Quand j'ai lu l'an dernier le Prince des marées, j'avais la certitude d'être en présence DU grand livre de Pat Conroy, de son roman le plus abouti.
Le suivant serait forcément moins bon.

Et paf ! Voilà que je tombe sur Beach Music, et que j'y retrouve avec joie le même souffle narratif, la même ambition, la même abondance de personnages aux caractères parfaitement fouillés, le même soin du détail et la même savante alchmie d'humour, de drame, d'exubérance, de surprises et d'émotions...
Bref, je redécolle au quart de tour !

Nous voilà cette fois en présence de Jack McCall, un quarantenaire natif de Waterford (Caroline du Sud), depuis peu exilé à Rome avec sa fille Leah et bien décidé à ne plus jamais remettre les pieds outre-Atlantique.
Que fuit-il ? Sa famille bien sûr (une mère un peu azimutée, un père incapable de faire face à ses penchants alcooliques, quatre frères tempétueux avec qui il entretient des rapports complexes), mais aussi et surtout une tragédie incommensurable, le suicide de sa femme Shylla, la mère de Leah.
Alors oui, Jack a fini par larguer les amarres. Pour conjurer ses douleurs d'hier, il s'est promis de couper définitivement les ponts avec les siens ("Le passé était le pays par excellence où j'évitais de faire des incursions inutiles"), de tourner le dos une fois pour toute à la terre de ses ancêtres et aux souvenirs qui la hante.
Mais bien sûr il ne faut jamais dire jamais ! Divers évènements vont pousser notre narrateur à rebrousser chemin et à renouer contact avec ceux qu'il avait reniés, pour exorcicer enfin tous ses vieux démons et nous faire la démonstration - s'il en était besoin - que "l'exil est le plus sûr moyen de sanctifier le chemin du retour au bercail".

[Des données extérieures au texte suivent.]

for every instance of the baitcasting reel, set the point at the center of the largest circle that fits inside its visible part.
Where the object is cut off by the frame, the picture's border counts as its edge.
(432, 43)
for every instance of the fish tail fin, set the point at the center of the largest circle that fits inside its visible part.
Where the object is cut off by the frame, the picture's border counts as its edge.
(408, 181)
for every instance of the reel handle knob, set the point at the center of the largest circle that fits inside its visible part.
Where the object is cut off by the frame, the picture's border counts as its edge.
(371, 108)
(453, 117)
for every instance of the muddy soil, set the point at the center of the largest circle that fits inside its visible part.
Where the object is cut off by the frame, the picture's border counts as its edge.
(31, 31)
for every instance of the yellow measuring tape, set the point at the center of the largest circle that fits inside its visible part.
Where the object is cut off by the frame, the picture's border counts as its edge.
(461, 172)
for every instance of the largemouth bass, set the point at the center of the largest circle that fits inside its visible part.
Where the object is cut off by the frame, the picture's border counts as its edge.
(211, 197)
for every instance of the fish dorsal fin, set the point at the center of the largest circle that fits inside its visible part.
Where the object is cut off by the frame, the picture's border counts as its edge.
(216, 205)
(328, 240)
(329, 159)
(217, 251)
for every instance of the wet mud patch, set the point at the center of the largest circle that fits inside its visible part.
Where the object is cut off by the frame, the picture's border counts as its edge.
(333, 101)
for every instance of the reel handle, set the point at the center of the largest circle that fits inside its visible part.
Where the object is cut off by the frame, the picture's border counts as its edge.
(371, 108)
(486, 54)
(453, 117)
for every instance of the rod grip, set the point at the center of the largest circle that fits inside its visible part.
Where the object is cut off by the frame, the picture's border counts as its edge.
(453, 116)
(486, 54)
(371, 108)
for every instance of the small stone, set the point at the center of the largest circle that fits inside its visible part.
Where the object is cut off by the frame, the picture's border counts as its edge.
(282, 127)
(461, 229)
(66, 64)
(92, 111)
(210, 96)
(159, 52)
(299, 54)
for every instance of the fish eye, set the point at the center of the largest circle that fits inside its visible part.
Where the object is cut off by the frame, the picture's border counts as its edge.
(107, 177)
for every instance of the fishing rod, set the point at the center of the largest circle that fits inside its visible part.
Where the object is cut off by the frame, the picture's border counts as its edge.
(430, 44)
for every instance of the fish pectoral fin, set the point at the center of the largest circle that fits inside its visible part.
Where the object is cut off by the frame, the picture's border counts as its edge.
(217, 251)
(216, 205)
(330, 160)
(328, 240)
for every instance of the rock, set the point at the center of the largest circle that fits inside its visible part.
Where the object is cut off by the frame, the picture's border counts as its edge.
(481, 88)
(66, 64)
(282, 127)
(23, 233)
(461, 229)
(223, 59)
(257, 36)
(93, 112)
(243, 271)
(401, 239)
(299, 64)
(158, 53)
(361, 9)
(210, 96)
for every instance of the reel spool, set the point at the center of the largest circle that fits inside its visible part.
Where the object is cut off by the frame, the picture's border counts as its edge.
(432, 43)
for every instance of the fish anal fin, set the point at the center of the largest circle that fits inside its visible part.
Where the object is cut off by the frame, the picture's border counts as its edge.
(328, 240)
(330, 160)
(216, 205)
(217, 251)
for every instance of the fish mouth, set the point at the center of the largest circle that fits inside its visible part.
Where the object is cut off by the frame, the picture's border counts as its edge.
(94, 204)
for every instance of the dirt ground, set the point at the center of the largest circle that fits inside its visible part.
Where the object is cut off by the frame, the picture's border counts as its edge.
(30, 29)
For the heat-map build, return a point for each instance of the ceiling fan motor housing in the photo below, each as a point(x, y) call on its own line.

Quel étonnant revirement ! Quelle "ampleur" et quelle fluidité dans la narration ! Quelle maitrise dans la construction !
Rebondissements multiples, alternance des époques et des générations (l'auteur insère dans son récit contemporain de vastes séquences sur la guerre du Vietnam ou sur l'enfer de la Shoah), interconnexions soigneusement travaillées entre les trajectoires de chaque personnage : Pat Conroy est sur tous les fonts ! Il se joue allègrement des contraintes chronologiques sans pour autant donner l'impression de s'éparpiller, et son roman qui se déploie en ramifications tentaculaires sur plus de 900 pages, reste de bout en bout cohérent et très addictif !

L'ensemble est bien sûr trop dense pour que je puisse ici en faire la synthèse, mais difficile quand même de ne pas évoquer la profondeur et l'originalité de cette histoire, la puissance des liens qui unissent Jack - presque malgré lui - au reste de sa famille et à ses amis d'enfance, avec qui il partage des souvenirs très forts. Tous ont contribué à faire de lui l'homme à la fois résolu et brisé qu'il est devenu, tous participent de cet héritage sacré, dont notre héros comprend peu à peu qu'il est vain de vouloir se délester.
La relation qu'entretient Jack avec les siens, ainsi qu'avec sa région natale, est en effet particulièrement intense, et parfaitement atypique. Elle oscille continuellement entre amour et répulsion, entre ressentiment et adoration, et c'est avec beaucoup de justesse que l'auteur met en scène ce tiraillement perpétuel.

Pour agrémenter les descriptions superbes des basses terres marécageuses de Caroline du Sud que Conroy connaît comme personne, il nous offre des dialogues vivants et savoureux, notamment entre les cinq frères qui s'adonnent à des joutes verbales incessantes faites de piques acerbes, d'humour et d'ironie mordante.
Les rancoeurs semblent tenaces, mais une fois que les dernières digues d'hostilité ont cédé, c'est une histoire pleine tendresse qui prend le pas sur les colères d'hier. Ainsi les scènes de réconciliation finales, alors qu'un proche de Jack vit ses derniers instants, sont tout à fait poignantes.

En clair et en bref : Beach Music est à nouveau une franche réussite, l'oeuvre incroyablement riche d'un conteur hors-pair. A la lecture de ce retour aux sources éprouvant mais salvateur, on ne peut que s'interroger. Est-il vraiment possible de rompre avec le passé ? Serait-ce par ailleurs souhaitable ?
Pat Conroy et moi-même ㋡ estimons que non.